Cuidar de Quem Cuida: A reabilitação Física após o combate aos Incêndios
Os graves incêndios florestais, que deflagraram no nosso Distrito na semana passada, não só devastaram ecossistemas, como também exigiram um esforço hercúleo dos combatentes, populares e profissionais, que arriscam as suas vidas para proteger as suas comunidades. O combate aos incêndios florestais é, como sabemos, uma tarefa árdua, extenuante e muito perigosa, que coloca as pessoas sob extrema pressão física e emocional e é, por isto, muito frequente o surgimento de lesões, patologias e disfunções físicas e mentais na sequência dos incêndios.

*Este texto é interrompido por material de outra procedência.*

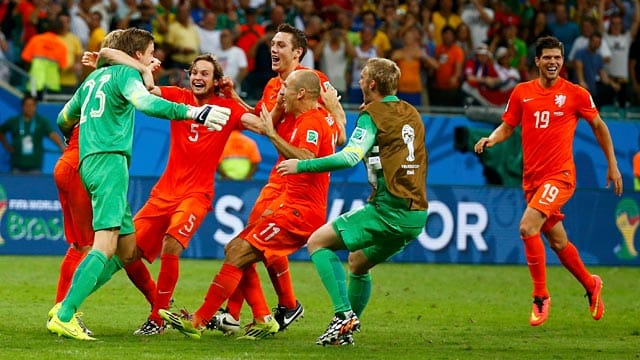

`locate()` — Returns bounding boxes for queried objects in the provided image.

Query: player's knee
[349,251,374,275]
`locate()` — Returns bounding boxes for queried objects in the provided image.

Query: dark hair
[22,94,38,105]
[440,25,456,35]
[278,23,307,60]
[189,53,224,80]
[188,53,224,94]
[536,36,564,58]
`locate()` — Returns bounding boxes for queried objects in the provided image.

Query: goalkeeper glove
[187,105,231,131]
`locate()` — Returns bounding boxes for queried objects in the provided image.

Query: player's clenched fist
[188,105,231,131]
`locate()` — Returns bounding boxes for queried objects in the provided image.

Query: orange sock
[124,260,156,308]
[227,281,244,320]
[267,256,296,309]
[240,266,271,321]
[227,264,256,320]
[56,247,85,304]
[192,263,243,326]
[522,233,549,298]
[149,254,180,321]
[556,241,596,291]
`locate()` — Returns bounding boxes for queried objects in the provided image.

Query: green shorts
[332,204,427,264]
[80,153,134,235]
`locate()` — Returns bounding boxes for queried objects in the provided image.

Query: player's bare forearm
[268,133,315,160]
[473,122,515,154]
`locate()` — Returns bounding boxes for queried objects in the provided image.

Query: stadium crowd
[0,0,640,107]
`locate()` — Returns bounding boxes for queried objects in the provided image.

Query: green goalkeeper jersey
[57,65,188,163]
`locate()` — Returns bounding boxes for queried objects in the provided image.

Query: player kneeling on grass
[277,58,428,345]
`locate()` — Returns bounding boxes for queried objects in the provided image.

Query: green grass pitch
[0,255,640,360]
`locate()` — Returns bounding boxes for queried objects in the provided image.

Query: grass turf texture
[0,255,640,360]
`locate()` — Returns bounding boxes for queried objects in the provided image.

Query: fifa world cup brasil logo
[0,185,9,246]
[614,198,640,260]
[402,125,416,161]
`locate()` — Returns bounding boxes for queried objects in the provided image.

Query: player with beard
[210,24,346,334]
[475,36,622,326]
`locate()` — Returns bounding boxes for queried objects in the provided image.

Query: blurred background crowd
[0,0,640,107]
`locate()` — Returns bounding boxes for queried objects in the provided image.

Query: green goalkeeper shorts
[332,204,427,264]
[80,153,134,235]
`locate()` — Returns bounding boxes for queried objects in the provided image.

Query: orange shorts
[524,178,576,233]
[133,194,211,263]
[237,205,318,263]
[53,158,94,248]
[247,183,284,224]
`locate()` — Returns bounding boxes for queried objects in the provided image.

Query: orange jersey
[247,65,331,223]
[53,126,93,248]
[59,126,80,170]
[282,109,336,228]
[238,109,337,263]
[151,86,247,199]
[502,78,598,191]
[633,152,640,177]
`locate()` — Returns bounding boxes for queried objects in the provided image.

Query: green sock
[58,250,107,322]
[347,273,371,317]
[311,248,351,313]
[91,255,123,294]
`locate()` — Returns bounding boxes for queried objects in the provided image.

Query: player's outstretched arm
[187,105,231,131]
[320,86,347,145]
[473,122,515,154]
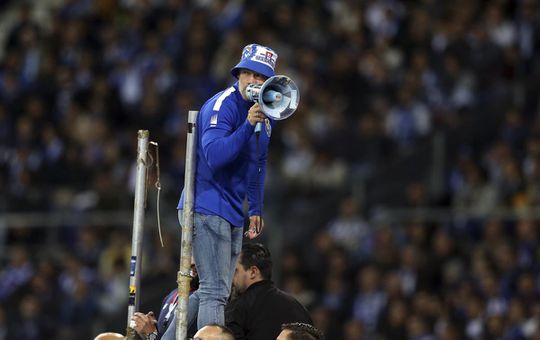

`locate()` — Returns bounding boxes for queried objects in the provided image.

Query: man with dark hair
[225,243,312,340]
[193,323,235,340]
[276,322,324,340]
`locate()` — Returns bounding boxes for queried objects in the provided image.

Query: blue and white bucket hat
[231,44,277,78]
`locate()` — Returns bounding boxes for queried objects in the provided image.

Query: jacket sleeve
[200,106,253,172]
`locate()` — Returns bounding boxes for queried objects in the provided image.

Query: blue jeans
[178,210,243,329]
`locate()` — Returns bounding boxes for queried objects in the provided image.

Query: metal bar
[176,111,199,340]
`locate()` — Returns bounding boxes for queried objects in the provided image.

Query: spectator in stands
[193,324,235,340]
[225,243,312,340]
[276,322,324,340]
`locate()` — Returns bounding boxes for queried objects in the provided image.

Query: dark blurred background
[0,0,540,340]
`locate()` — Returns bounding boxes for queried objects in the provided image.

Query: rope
[150,142,164,247]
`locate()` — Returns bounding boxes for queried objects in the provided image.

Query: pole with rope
[126,130,150,340]
[176,111,199,340]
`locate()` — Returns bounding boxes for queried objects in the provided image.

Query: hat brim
[231,60,275,79]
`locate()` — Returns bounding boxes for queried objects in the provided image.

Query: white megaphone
[246,75,300,133]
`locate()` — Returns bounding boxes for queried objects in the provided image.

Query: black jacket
[225,281,312,340]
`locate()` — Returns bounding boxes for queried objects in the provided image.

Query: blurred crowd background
[0,0,540,340]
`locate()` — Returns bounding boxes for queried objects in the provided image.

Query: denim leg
[161,292,199,340]
[229,227,244,294]
[193,213,236,329]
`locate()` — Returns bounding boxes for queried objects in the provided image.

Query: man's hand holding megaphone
[246,75,300,132]
[247,103,266,126]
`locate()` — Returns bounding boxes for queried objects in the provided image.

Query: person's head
[94,332,124,340]
[193,324,234,340]
[231,44,278,99]
[276,322,324,340]
[233,243,272,294]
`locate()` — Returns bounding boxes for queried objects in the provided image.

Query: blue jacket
[178,83,274,227]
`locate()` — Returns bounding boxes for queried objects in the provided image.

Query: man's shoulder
[202,86,238,112]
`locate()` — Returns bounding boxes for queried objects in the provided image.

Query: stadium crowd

As lesões musculoesqueléticas devido ao esforço excessivo, tropeções e quedas, são comuns e ocorrem devido à natureza complexa do ambiente ao qual os bombeiros estãoexpostos e devido aos perigos ambientais existentes, tais como a queda de destroços, a visibilidade reduzida e a acumulação de fumo. Para além disto, a exposição ao calor extremo aumenta a probabilidade de ocorrência de queimaduras na pele e nas vias aéreas e promove também a desidratação e a fadiga aumentando a pressão sobre o sistema cardiovascular. Por outro lado, a exposição prolongada a fumos tóxicos afeta gravemente o sistema respiratório, provocando lesões agudas e agravando condições pré-existentes como a asma e a Doença Pulmonar Obstrutiva Crónica (DPOC).

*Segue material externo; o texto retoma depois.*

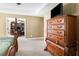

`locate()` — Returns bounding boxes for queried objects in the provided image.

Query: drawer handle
[57,20,62,22]
[57,37,61,40]
[57,31,62,34]
[57,26,62,28]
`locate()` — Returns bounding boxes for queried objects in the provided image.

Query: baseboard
[27,37,44,39]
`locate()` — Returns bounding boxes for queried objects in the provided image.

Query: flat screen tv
[51,3,63,18]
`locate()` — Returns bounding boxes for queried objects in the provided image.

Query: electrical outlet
[30,35,33,37]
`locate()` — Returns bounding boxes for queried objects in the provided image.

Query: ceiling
[0,3,58,16]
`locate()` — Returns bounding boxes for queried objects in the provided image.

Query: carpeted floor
[16,37,51,56]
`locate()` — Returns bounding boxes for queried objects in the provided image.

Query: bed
[0,32,18,56]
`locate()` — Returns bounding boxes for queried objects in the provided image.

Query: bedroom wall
[0,13,44,38]
[64,3,79,55]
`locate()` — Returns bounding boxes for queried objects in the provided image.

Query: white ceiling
[0,3,58,16]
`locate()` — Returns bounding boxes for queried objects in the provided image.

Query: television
[51,3,63,18]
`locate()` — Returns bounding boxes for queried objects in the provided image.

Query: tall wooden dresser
[46,15,77,56]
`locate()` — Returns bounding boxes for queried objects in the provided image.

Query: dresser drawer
[48,25,64,29]
[48,30,64,36]
[48,34,64,41]
[47,42,57,55]
[48,18,64,24]
[57,46,65,56]
[47,40,64,56]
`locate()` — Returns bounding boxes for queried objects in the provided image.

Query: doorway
[6,17,26,37]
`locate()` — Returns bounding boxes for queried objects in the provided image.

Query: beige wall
[0,13,44,38]
[64,3,79,55]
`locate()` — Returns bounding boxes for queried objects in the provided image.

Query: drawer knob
[57,20,62,22]
[57,26,62,28]
[57,31,62,34]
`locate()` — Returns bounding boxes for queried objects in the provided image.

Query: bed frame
[6,31,18,56]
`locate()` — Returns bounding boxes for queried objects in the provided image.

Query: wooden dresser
[45,15,77,56]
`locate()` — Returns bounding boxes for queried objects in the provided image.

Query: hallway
[16,37,51,56]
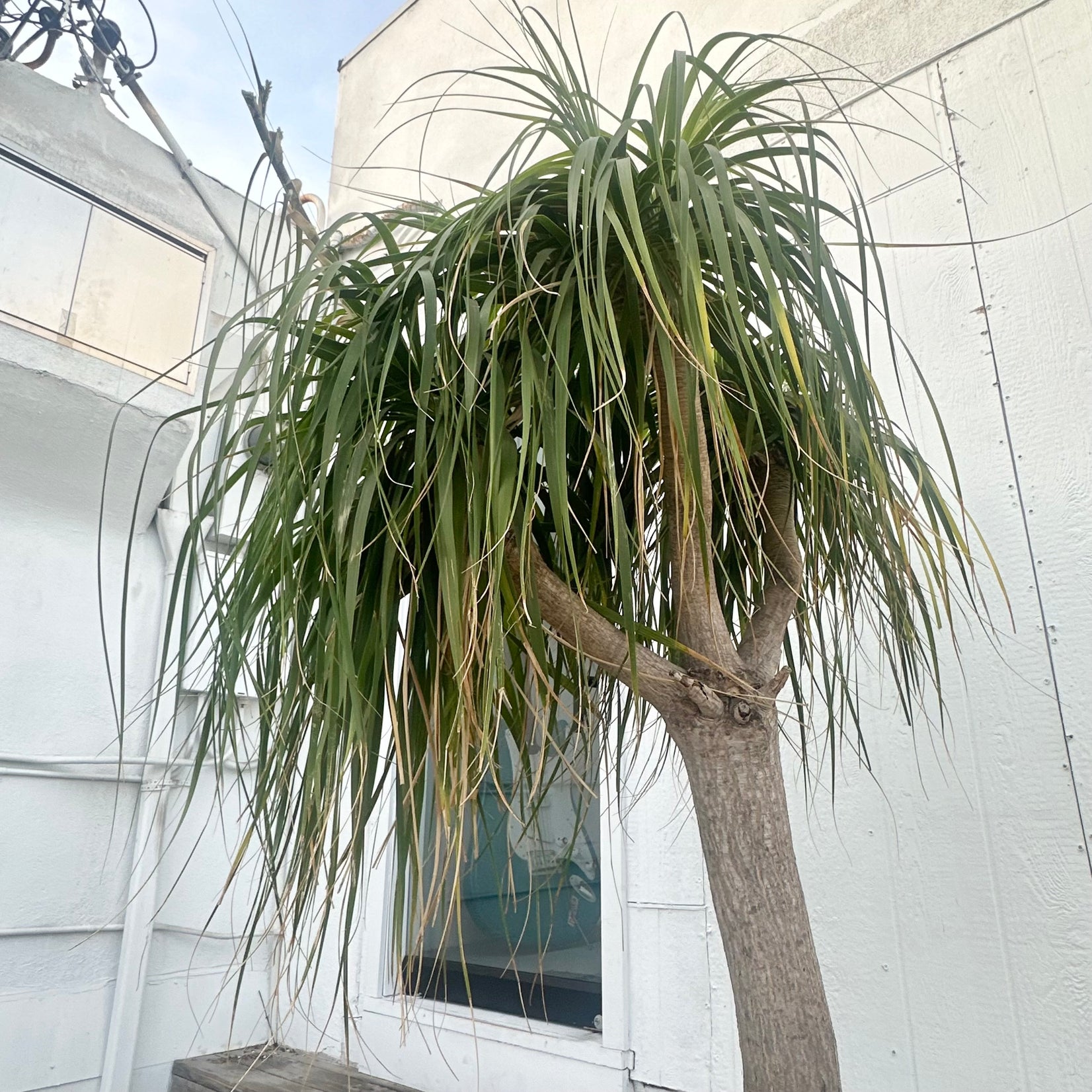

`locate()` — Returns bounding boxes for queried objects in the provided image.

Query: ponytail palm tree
[163,17,992,1092]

Neste sentido, no que respeita aos cuidados de saúde, a abordagem à pessoa envolvida no combate aos incêndios deve ser multidisciplinar, envolvendo cuidados médicos, de fisioterapia e apoio psicológico. Uma avaliação física, associada à realização de exames complementares caso necessário, é fundamental para identificar e tratar possíveis lesões musculoesqueléticas, da pele e das vias aéreas. Aliado a isto, e embora em alguns casos possa não existir uma lesão física, uma avaliação psicológica será também importante para identificar e ajudar a tratar traumas decorrentes dos momentos difíceis vividos durante e após o combate.

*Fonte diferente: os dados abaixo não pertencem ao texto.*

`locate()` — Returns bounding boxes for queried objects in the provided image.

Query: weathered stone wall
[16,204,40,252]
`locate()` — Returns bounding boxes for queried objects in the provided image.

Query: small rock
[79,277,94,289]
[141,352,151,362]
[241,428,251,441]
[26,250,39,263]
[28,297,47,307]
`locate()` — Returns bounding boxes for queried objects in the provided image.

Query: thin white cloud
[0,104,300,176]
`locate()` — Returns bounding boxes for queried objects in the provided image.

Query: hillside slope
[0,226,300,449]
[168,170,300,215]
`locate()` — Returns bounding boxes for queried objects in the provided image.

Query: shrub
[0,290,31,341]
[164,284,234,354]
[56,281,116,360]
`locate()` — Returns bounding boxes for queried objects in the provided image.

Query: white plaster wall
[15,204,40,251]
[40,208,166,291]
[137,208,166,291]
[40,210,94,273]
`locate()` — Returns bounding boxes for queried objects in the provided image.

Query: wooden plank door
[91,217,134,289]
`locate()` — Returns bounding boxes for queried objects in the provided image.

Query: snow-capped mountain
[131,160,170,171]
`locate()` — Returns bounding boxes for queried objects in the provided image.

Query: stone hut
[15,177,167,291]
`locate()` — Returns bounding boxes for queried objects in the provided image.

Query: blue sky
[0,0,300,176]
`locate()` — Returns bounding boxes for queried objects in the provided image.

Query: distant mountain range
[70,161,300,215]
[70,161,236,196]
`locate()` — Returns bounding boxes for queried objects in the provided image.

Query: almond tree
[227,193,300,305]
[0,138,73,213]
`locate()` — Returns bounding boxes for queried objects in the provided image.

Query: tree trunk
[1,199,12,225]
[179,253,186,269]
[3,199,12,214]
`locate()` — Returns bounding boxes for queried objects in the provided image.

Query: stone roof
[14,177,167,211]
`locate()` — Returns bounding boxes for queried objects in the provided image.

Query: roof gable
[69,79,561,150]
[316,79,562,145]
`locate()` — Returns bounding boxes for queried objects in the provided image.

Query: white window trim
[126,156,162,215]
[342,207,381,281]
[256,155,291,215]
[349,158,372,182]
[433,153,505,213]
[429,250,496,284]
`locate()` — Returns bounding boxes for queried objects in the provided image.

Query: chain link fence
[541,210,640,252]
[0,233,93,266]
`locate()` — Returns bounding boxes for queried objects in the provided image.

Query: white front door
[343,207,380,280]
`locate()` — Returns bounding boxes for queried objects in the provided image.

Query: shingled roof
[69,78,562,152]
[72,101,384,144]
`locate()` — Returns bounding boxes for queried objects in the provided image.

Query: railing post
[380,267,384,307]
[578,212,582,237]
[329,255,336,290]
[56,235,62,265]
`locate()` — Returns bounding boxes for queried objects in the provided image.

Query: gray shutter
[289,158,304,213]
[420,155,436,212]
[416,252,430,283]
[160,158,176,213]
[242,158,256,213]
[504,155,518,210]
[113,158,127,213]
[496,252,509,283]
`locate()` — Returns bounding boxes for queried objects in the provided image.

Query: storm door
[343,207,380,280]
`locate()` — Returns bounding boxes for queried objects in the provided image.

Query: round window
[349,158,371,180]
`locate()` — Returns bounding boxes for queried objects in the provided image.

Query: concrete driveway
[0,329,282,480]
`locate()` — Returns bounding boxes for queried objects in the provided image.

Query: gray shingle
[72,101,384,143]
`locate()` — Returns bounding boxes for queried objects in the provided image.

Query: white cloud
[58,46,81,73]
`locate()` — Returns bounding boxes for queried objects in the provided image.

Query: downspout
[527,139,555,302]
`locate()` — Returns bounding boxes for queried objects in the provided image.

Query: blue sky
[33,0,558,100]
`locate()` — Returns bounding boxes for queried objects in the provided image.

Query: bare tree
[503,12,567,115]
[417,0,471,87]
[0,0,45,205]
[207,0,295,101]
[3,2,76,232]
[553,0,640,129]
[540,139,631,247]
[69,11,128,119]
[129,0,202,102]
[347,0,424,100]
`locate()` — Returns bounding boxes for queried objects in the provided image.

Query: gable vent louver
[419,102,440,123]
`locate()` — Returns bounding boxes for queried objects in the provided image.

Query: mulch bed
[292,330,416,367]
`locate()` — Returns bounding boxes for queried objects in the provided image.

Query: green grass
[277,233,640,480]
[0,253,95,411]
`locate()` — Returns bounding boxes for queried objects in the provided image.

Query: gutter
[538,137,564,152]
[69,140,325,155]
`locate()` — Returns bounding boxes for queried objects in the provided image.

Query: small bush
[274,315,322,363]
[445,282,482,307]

A fisioterapia, através do trabalho de mobilidade e do exercício, tem um papel importante no processo de recuperação das lesões musculoesqueléticas traumáticas decorrentes do combate aos incêndios. Para além disto, tem também um papel crucial no processo de recuperação e na melhoria da qualidade de vida dos pacientes que sofreram queimaduras graves.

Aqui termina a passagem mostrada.